As online education and e-learning continue to grow and advance, you may have noticed that you’re hearing the term “authoring tool” more frequently. But what exactly is an authoring tool, and what are its capabilities?
The term authoring tool is somewhat misleading. Admittedly, on joining the edtech industry, I made the assumption that an authoring tool was something like a word processing software. Or, at the very least, a digital writing device.
An e-learning authoring tool is a name given to content development tools that are typically used for creating educational content. These type of tools go far beyond the capabilities of a word processor and are typically quite advanced.
Today, more and more jobs are being created in the educational content and authoring areas, as the popularity of Technology-Enhanced Items and e-Assessments continues to grow significantly each year. The popularity of authoring tools coincides with this, as they are being used by professional content authors as well as teachers to create interactive, engaging educational content.
Authoring tools can differ hugely, offering content authors a variety of features. Choosing an authoring tool really depending on what features are important to your authoring team. Here, we’ve looked at three key features of today’s best authoring tools and why they might be important to your team.
First and foremost, you want your authoring tool to have what’s required to author engaging educational assessments. Of course, the question types and features required by your authors depends largely on your subject content areas and their complexity.

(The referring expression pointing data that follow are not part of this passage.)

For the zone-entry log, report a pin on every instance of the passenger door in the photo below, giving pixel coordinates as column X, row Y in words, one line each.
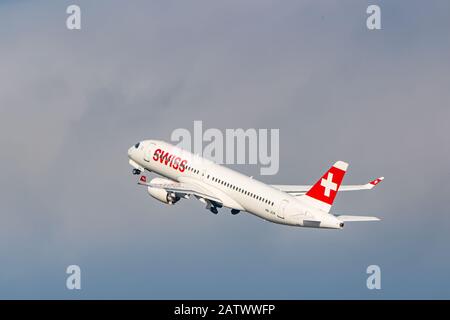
column 282, row 209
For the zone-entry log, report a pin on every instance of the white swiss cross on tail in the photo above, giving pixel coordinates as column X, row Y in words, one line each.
column 322, row 194
column 328, row 184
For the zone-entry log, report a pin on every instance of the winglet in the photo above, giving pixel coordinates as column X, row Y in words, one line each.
column 373, row 183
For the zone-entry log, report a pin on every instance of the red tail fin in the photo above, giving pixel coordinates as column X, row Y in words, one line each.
column 322, row 194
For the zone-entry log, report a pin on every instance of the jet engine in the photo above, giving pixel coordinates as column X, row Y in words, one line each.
column 161, row 194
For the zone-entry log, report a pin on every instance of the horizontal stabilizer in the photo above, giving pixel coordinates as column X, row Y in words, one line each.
column 344, row 218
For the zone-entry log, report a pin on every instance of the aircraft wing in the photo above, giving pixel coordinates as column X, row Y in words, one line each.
column 185, row 190
column 298, row 190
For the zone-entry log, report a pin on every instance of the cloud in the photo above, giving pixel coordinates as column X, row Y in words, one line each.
column 73, row 102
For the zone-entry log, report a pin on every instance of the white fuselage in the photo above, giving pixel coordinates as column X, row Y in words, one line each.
column 237, row 191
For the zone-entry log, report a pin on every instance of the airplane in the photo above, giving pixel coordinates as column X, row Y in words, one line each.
column 185, row 175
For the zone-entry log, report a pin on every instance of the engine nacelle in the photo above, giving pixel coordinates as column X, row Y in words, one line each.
column 161, row 194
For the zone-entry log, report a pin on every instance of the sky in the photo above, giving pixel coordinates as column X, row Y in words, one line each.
column 73, row 102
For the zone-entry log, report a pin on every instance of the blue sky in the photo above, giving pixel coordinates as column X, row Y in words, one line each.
column 72, row 102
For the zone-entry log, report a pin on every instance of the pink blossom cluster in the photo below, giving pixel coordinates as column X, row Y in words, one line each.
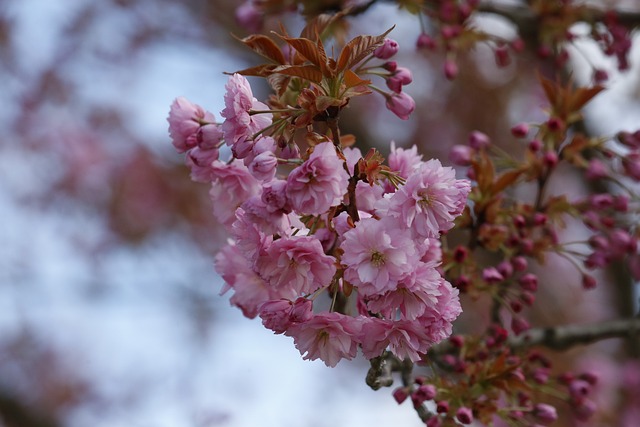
column 308, row 225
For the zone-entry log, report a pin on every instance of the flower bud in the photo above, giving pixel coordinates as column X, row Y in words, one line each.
column 520, row 130
column 302, row 310
column 491, row 275
column 400, row 394
column 401, row 104
column 529, row 282
column 502, row 56
column 464, row 415
column 478, row 140
column 450, row 69
column 460, row 155
column 442, row 407
column 546, row 414
column 596, row 170
column 519, row 263
column 519, row 325
column 425, row 42
column 387, row 50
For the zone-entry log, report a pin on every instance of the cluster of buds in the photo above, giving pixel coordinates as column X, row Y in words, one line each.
column 328, row 221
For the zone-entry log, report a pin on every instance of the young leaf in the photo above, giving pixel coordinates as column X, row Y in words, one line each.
column 351, row 79
column 358, row 49
column 265, row 47
column 263, row 70
column 307, row 72
column 309, row 50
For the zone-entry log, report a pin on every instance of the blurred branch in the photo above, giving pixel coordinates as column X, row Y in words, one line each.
column 16, row 413
column 527, row 20
column 564, row 337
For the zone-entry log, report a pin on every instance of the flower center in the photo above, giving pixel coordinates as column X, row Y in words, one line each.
column 425, row 198
column 377, row 259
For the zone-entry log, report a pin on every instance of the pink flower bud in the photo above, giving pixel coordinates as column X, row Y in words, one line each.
column 519, row 325
column 275, row 315
column 387, row 50
column 450, row 31
column 460, row 254
column 529, row 282
column 478, row 140
column 546, row 414
column 528, row 298
column 401, row 104
column 631, row 164
column 491, row 275
column 434, row 422
column 502, row 56
column 584, row 410
column 579, row 389
column 550, row 159
column 263, row 166
column 456, row 341
column 634, row 266
column 209, row 136
column 450, row 69
column 600, row 75
column 622, row 242
column 535, row 145
column 400, row 394
column 464, row 415
column 506, row 269
column 302, row 310
column 520, row 130
column 596, row 170
column 460, row 155
column 541, row 375
column 621, row 203
column 539, row 219
column 555, row 124
column 390, row 66
column 590, row 377
column 516, row 306
column 401, row 77
column 519, row 263
column 425, row 42
column 517, row 45
column 442, row 407
column 274, row 196
column 425, row 392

Technology-Enhanced Items (TEIs) have been developed to naturally increase student engagement levels, due to their interactive nature. While their auto-scoring capabilities make for a smoother and more efficient grading experience, one of the greatest benefits of these interactive question types is their ability to transform educational content. While some feel that Multiple-Choice Questions (MCQs) are sufficient in assessing the knowledge and understanding of a subject, there are often other TEIs which can be used to author more powerful questions which add benefit the student’s higher order thinking skills.

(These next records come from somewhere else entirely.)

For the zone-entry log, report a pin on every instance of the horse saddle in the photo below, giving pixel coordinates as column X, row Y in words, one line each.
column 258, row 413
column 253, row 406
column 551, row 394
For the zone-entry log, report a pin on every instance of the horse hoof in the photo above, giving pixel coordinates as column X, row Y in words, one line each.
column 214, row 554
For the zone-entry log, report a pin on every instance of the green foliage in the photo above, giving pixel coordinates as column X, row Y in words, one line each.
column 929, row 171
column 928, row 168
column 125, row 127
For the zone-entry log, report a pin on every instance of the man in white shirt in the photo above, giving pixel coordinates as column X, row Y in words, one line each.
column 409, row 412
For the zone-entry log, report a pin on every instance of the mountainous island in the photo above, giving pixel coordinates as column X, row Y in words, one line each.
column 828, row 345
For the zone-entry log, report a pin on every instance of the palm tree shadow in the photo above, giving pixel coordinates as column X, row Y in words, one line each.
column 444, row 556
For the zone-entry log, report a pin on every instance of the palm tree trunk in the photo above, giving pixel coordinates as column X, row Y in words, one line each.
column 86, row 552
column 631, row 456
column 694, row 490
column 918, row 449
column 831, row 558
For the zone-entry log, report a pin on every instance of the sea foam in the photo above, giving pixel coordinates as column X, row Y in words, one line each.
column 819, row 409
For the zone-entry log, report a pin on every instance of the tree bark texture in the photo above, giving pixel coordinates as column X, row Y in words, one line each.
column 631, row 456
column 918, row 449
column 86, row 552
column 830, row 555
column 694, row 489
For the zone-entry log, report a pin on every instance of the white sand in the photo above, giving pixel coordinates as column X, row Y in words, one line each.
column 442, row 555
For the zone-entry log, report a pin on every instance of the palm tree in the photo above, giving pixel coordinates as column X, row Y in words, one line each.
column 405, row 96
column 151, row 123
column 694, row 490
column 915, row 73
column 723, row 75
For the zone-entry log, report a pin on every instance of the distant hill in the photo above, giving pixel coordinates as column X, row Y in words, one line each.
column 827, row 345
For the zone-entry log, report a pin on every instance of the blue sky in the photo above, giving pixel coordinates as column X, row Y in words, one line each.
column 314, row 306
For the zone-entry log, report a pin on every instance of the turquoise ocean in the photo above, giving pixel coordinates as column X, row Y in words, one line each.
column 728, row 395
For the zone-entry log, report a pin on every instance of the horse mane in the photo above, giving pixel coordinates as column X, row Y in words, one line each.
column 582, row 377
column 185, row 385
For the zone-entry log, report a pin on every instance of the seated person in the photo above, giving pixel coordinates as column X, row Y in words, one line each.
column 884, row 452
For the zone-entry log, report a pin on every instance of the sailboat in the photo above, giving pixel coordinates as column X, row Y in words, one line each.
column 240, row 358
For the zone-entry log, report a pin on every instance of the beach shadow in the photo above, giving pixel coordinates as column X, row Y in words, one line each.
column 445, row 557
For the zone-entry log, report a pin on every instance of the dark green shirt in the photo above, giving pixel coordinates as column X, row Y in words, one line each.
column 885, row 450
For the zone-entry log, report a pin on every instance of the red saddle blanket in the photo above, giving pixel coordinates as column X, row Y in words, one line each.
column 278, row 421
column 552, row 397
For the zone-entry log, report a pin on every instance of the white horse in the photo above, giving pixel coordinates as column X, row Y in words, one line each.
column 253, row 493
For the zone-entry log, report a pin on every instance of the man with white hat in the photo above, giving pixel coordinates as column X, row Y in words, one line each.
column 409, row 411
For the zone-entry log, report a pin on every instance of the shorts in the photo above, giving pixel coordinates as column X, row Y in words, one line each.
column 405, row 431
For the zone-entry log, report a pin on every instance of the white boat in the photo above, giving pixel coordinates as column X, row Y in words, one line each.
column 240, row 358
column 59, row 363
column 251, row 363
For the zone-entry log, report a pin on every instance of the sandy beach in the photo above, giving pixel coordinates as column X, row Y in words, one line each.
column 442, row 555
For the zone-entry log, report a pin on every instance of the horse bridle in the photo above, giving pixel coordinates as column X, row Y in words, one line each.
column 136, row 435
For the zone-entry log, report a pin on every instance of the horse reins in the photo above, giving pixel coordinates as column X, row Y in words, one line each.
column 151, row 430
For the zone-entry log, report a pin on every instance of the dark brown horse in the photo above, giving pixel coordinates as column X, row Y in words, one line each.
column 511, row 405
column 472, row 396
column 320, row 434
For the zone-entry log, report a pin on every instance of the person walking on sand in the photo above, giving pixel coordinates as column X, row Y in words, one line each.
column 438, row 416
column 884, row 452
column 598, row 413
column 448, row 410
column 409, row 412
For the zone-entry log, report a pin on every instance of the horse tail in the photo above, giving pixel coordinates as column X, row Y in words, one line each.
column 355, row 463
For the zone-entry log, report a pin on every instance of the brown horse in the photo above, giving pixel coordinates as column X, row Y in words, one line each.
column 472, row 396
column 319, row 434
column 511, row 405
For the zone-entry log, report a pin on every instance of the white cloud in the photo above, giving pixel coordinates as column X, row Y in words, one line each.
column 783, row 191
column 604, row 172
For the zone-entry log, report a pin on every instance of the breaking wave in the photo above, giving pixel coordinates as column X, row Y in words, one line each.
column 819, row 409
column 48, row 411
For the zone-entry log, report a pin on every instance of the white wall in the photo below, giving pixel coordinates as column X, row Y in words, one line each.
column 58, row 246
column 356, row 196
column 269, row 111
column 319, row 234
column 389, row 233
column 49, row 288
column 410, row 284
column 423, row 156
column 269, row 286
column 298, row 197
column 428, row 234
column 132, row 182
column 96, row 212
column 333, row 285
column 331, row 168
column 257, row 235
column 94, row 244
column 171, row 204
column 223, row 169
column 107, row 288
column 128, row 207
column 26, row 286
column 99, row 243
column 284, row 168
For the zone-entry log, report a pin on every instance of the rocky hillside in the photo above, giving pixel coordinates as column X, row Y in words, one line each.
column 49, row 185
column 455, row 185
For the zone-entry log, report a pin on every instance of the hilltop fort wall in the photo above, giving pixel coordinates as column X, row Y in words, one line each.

Depending on your subject content, it’s worth considering the onscreen protractors that are available in a content authoring tool. For math, for example, you might benefit from onscreen calculators and protractors. For vocational education programmes, it might be of benefit to have the option of including a video or other multimedia file in the question stimulus.
A common challenge when choosing an assessment authoring tool is finding a balance between the needs of professional authors and more casual authors, such as teachers.
Having the ability to create complex question types is essential for more advanced content, for example, chemistry and math. However, today, teachers are expected to be able to create digital assessments too.
It’s often the case that advanced authoring tools, while offering numerous benefits to full-time, professional content authors, are too complex for teachers to use. Empowering teachers and other, more casual users is something that is offered through some assessment tools and something worth considering ahead of choosing an authoring tool.
Building a content workflow that suits your organization’s requirements is essential. When choosing an e-authoring tool, this is something to consider. While some organizations choose to store their own items, others prefer to manage their item bank with an item banking software.
Managing your item bank can mean everything from creating your items, testing them out, and making them appear as you want them to. Ensure you choose an authoring tool which is flexible in nature and allows you to do this in a way that you’re comfortable with.